“I think that’s an old story,” says Barry Bluestone, an economist at Northeastern University in Boston. He’s been studying the 7,000 manufacturing businesses in Massachusetts, surveying hundreds of them and making site visits to dozens.

“We’re seeing a new, almost renaissance in manufacturing,” he says. Bluestone says manufacturers are learning new technologies, and new manufacturing technologies are being developed at major universities.
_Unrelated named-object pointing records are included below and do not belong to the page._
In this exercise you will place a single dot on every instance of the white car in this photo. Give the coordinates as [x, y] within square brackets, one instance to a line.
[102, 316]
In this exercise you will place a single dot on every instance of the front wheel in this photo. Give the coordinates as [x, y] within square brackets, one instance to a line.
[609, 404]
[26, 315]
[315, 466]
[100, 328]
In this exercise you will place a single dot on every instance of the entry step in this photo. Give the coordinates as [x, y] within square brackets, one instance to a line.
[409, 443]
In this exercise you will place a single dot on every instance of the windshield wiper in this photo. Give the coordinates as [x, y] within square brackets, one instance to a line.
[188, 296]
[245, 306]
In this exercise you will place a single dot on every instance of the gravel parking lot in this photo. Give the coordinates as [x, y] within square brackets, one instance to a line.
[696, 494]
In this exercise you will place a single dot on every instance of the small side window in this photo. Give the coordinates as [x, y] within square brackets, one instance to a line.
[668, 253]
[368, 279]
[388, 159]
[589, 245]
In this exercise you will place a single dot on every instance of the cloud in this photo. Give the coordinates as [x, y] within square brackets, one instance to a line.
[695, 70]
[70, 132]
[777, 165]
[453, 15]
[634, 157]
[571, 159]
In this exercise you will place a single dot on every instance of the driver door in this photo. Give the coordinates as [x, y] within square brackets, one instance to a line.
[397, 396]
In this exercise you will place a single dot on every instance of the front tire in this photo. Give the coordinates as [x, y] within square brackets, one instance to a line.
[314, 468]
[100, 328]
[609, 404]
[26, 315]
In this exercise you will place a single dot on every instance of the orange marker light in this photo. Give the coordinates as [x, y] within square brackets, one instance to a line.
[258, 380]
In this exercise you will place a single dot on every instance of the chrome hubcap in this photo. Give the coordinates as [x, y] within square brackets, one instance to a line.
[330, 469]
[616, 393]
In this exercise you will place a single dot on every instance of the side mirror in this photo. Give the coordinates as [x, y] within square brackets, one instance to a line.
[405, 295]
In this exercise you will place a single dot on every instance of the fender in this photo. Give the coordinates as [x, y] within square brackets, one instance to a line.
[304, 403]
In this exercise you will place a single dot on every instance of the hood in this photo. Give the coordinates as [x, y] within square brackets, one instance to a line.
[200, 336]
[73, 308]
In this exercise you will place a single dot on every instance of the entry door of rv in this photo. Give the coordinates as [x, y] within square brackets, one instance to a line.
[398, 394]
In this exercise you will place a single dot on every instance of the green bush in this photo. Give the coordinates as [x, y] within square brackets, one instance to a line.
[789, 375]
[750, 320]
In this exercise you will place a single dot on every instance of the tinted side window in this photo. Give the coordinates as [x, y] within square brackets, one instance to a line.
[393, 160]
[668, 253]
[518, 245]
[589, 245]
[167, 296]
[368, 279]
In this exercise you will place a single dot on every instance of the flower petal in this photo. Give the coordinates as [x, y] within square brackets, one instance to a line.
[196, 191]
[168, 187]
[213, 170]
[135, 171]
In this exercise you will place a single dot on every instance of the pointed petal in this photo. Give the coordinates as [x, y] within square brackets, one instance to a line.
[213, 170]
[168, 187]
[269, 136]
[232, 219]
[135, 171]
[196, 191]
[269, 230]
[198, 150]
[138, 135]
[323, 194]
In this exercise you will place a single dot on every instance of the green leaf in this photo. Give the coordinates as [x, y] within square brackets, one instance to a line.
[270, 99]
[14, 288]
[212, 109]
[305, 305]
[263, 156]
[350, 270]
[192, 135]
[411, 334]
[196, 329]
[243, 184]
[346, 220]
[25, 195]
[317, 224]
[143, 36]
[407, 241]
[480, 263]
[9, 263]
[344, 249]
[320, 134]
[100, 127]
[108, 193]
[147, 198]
Nanotechnology, for example, holds great promise for cutting-edge U.S. manufacturing firms, he says.

From Pink Flamingos To Heart Pumps

Bluestone says he’s seen many companies transform themselves into high-tech competitive operations, whereas before they used to make much lower-tech products — in one case it was lawn ornaments. “The pink flamingos that were made in Leominster, Mass., the plastics capital of New England. .. . Well, that same company is now making medical equipment,” he says.

While many higher-tech firms are growing, other less-competitive firms are dying. And the government projects U.S. manufacturing jobs overall will decline a bit by 2020.

At the same time, though, a lot of manufacturing workers are older — and getting ready to retire. “There are millions of jobs that will open up in manufacturing as the current workforce retires,” Bluestone says. Many of the manufacturers he’s talked to “tell us their No. 1 issue is where will the skilled workers come from to replace those that are retiring today,” he says.